Loyd Brown Arrested After DNA From Knife Ties Him to 2003 Murder
Oklahoma City police arrested 59-year-old Loyd Brown after DNA from a re-tested knife handle matched him to the 2003 stabbing death of Leon Harris, a cold-case breakthrough with local impact.

Oklahoma City police took 59-year-old Loyd Brown into custody after cold-case investigators re-tested a knife from a 2003 homicide and found a DNA match to Brown on the knife’s handle. The knife was linked to the fatal stabbing of Leon Harris, an unsolved murder investigators have pursued for more than two decades.
Police arrested Brown on Feb. 10, 2026 at a northwest Oklahoma City home near Britton Road and Western Avenue where he had been allegedly squatting for nearly a year. Authorities say a woman was detained at the scene but “was not connected to the murder in any way.” Brown is being held at the Oklahoma County Detention Center. A homeowner at the address, identified only as Blankenship, said, “They took both of them out of here.”
Court filings and full charging documents have not yet been released publicly. Police affidavit material summarized by investigators said Brown initially denied knowing the victim and changed his story several times during questioning. Brown later told investigators that the victim broke into his home at the Will Rogers Courts and attacked him with a knife, and that he forced the man outside and “the man fell on the knife.” Officers noted the victim’s wounds did not match Brown’s account.

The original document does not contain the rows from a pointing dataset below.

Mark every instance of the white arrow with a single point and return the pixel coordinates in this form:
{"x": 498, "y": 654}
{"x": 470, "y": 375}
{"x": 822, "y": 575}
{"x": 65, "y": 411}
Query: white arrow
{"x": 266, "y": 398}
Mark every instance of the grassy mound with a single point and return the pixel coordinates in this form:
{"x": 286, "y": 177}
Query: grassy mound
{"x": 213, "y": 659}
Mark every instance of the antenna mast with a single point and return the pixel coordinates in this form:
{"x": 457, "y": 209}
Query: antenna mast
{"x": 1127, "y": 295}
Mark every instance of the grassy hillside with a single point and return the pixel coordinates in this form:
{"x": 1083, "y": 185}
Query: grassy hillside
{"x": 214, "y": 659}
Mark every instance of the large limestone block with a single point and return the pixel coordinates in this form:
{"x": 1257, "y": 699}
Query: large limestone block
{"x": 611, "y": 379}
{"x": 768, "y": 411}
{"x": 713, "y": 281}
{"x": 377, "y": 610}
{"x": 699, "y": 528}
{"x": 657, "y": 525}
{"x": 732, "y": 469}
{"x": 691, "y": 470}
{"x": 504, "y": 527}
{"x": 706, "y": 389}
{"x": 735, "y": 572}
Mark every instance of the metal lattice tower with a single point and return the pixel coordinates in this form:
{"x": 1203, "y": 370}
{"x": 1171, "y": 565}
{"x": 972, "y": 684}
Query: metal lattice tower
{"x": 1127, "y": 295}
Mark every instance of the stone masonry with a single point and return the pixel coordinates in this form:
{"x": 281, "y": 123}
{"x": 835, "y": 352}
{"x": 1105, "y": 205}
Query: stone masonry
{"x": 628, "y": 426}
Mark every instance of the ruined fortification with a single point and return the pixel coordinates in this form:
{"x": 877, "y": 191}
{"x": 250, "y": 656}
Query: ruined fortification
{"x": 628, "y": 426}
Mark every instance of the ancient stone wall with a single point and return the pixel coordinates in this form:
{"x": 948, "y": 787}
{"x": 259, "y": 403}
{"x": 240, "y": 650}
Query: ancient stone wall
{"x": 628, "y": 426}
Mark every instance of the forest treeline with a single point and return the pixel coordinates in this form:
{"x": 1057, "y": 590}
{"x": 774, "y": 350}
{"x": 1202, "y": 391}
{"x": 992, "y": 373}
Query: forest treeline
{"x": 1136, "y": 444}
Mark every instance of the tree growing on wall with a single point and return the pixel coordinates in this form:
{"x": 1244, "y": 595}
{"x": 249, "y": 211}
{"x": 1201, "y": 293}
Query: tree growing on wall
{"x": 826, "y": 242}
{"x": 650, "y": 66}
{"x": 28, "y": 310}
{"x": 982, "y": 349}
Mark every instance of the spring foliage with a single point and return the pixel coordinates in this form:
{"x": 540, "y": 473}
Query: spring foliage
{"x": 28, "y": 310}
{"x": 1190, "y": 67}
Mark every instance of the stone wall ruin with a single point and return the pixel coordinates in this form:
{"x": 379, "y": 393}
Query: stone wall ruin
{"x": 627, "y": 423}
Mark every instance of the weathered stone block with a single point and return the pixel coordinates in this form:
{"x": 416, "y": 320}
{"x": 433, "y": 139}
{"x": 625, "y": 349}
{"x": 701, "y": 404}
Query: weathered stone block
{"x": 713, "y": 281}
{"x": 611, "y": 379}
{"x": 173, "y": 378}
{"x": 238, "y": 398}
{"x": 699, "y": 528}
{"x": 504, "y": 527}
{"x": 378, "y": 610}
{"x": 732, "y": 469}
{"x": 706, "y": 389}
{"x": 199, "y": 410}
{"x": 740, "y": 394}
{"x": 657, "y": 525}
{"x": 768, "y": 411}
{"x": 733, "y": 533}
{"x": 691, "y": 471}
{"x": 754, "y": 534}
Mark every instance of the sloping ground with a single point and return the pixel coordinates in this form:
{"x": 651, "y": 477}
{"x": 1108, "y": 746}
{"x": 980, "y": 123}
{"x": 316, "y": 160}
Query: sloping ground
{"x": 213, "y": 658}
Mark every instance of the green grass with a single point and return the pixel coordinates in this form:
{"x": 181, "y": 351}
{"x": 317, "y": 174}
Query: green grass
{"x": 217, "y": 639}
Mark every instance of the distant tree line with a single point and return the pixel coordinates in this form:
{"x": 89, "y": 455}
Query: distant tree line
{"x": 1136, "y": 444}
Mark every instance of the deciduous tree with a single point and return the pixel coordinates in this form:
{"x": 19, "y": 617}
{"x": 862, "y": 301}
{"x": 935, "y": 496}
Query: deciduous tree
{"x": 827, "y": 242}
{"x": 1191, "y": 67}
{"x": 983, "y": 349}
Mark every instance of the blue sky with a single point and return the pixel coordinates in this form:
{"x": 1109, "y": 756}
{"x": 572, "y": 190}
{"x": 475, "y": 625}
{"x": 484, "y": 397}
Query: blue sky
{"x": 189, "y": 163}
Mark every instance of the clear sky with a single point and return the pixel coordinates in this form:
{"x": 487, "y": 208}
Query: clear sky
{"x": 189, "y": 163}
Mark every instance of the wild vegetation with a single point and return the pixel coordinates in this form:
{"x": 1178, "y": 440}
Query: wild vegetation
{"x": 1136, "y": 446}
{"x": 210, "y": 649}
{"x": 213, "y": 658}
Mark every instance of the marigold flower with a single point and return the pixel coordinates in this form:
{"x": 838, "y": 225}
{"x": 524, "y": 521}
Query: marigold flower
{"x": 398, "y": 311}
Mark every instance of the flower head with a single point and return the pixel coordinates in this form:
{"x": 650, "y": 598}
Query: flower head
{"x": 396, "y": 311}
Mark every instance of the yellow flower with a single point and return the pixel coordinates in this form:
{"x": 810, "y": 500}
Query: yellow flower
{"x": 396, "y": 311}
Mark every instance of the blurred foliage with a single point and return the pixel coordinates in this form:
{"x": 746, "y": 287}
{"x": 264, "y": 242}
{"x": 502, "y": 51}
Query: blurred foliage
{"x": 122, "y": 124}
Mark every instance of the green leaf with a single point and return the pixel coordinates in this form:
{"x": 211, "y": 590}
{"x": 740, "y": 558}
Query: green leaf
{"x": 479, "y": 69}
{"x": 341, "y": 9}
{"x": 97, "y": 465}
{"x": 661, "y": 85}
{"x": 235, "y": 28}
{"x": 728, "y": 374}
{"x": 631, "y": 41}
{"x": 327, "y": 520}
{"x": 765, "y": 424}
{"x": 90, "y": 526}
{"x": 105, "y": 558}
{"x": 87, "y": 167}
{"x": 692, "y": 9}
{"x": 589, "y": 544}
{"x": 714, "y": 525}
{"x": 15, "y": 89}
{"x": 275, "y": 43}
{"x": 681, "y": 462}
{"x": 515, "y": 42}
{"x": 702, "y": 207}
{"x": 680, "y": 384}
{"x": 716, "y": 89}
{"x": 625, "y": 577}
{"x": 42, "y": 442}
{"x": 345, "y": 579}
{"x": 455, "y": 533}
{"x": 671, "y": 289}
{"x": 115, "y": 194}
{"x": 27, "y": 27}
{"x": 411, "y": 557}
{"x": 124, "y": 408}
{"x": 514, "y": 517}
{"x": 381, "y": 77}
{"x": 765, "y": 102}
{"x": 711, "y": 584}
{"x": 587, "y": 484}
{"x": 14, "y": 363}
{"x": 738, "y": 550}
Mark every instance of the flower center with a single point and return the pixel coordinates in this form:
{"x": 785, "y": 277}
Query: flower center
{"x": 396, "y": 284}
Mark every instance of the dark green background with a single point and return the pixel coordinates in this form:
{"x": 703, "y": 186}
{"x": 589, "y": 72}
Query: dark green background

The key forensic development was the DNA recovered from the knife handle after re-testing; authorities say that profile matched Brown. Officials have not specified which laboratory conducted the analysis, what type of DNA testing was used, or whether the match came from a criminal database, investigative genetic genealogy, or another source. Those technical details will be important to understanding how investigators closed this long-running file.
Cold-case work often depends on preserved evidence and advances in DNA methods. As Oklahoma City investigators have learned in other cases, re-analysis and new investigative tools can produce matches years after an original crime. Oklahoma City Police Department Master Sergeant Dillon Quirk has summarized that dynamic in prior work: “DNA was collected. ‘There was a profile for a person, but it was unrivaled at that time.’” That gap can close when testing or databases change.
For neighbors and the Harris family, the arrest may offer a measure of answers after 23 years. For the broader community, the case underscores the value of preserving evidence and of transparent updates from law enforcement about testing methods and charging decisions. Journalists and residents awaiting further information should look for the formal charging documents, the arrest affidavit and lab reports that will clarify the forensic basis for the arrest and the next legal steps.
Expect prosecutors to decide on formal filing and arraignment dates in the coming days; investigators may also release details on the lab work that produced the match. I will follow developments and report confirmed court filings, forensic documentation, and official statements as they become available.